Screening and analysis of hub genes for pediatric sepsis based on bioinformatics
10.3760/cma.j.cn114452-20221219-00741
- VernacularTitle:基于生物信息学分析筛选儿科脓毒症关键基因
- Author:
Haoping PU
1
;
Xiucai ZHANG
Author Information
1. 浙江大学医学院附属儿童医院实验检验中心 国家儿童健康与疾病临床医学研究中心,杭州 310003
- Keywords:
Pediatrics;
Sepsis;
Informatics;
Diagnosis;
Biomarkers
- From:
Chinese Journal of Laboratory Medicine
2023;46(2):183-188
- CountryChina
- Language:Chinese
-
Abstract:
Objective:To screen and analyze the hub genes/gene panel for pediatric sepsis by bioinformatics methods.Methods:The pediatric sepsis chip datasets GSE66099 uploaded on Feb 19, 2015 and GSE145227 uploaded on Feb 13, 2020 were obtained from the gene expression omnibus (GEO) database and used to screen out the differentially expressed mRNA (DEmRNA) by the limma package.
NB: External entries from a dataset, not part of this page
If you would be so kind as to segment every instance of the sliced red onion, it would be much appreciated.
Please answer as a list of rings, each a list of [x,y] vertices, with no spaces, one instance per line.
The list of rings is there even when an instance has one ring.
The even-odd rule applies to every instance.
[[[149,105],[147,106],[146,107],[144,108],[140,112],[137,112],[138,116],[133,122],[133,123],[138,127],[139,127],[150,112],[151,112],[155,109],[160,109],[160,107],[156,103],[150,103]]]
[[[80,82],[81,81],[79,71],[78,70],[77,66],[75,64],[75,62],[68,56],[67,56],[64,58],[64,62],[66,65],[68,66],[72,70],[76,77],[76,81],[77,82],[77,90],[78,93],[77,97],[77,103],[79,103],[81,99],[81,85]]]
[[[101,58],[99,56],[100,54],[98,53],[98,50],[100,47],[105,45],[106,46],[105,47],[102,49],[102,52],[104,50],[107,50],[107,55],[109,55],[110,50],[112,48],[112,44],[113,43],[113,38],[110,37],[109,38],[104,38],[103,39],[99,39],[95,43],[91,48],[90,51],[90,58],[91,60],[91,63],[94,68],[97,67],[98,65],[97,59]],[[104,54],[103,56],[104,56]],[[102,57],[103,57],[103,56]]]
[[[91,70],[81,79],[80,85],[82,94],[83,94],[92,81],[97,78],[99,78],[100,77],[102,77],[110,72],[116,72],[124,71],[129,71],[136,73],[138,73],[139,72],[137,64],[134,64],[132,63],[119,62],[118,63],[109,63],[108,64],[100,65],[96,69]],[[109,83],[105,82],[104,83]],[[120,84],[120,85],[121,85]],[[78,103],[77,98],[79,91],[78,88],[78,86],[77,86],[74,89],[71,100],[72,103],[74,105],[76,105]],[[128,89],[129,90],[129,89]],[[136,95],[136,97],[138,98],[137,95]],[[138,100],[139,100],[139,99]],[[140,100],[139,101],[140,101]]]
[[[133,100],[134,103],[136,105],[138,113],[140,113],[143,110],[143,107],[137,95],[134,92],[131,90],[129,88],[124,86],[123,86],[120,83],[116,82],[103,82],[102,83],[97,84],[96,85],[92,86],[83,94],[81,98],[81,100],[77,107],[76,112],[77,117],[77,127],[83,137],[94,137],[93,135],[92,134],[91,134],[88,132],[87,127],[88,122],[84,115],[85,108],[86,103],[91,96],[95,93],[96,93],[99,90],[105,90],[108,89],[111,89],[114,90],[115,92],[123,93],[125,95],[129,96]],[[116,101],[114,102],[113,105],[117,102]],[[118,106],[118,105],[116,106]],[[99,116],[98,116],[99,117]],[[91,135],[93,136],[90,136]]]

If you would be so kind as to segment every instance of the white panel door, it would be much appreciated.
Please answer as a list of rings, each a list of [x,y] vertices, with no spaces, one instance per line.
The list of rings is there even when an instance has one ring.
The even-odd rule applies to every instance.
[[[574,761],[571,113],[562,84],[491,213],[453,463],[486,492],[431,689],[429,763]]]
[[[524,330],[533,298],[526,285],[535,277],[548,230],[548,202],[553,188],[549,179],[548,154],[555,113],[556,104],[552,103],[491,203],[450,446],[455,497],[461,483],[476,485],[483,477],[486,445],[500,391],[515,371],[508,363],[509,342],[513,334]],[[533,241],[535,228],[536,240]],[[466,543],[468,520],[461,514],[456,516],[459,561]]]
The Gene ontology (GO) and Kyoto Encyclopedia of Genes and Genomes (KEGG) enrichment analyses were applied and performed for the functional and pathway enrichment analysis subsequently. The online database STRING and Cytoscape software were used to construct a protein interaction network (PPI) for DEmRNA and screen the hub gene. R package was used to analyze the expression and diagnostic significance of hub genes.Results:In this study, 160 total DEmRNA including 126 up-regulated mRNA and 34 down-regulated mRNA were obtained. By GO functional enrichment analysis, the results showed that DEmRNA were mainly enriched and focused on these areas: neutrophil activation, neutrophil degranulation, T cell activation and regulation of lymphocyte activation. KEGG enrichment pathway analysis showed that DEmRNA was mainly involved in signaling pathways including natural killer cell-mediated cytotoxicity and neutrophil extracellular trap formation. Ten DEGs (ARG1, RETN, MMP9, C3AR1, LCN2, FPR2, CCL5, CEACAM8, ELANE and DEFA4) as hub genes were screened by STRING and Cytoscape. A gene panel with 10 members had significant differences and the area under the ROC curve of each hub gene was greater than 0.7.Conclusion:By bioinformatics analysis, we find 10 genes that play an important role in the progression of pediatric sepsis, and provide a new theoretical basis for the diagnosis, prognostic markers and potential therapeutic targets of pediatric sepsis.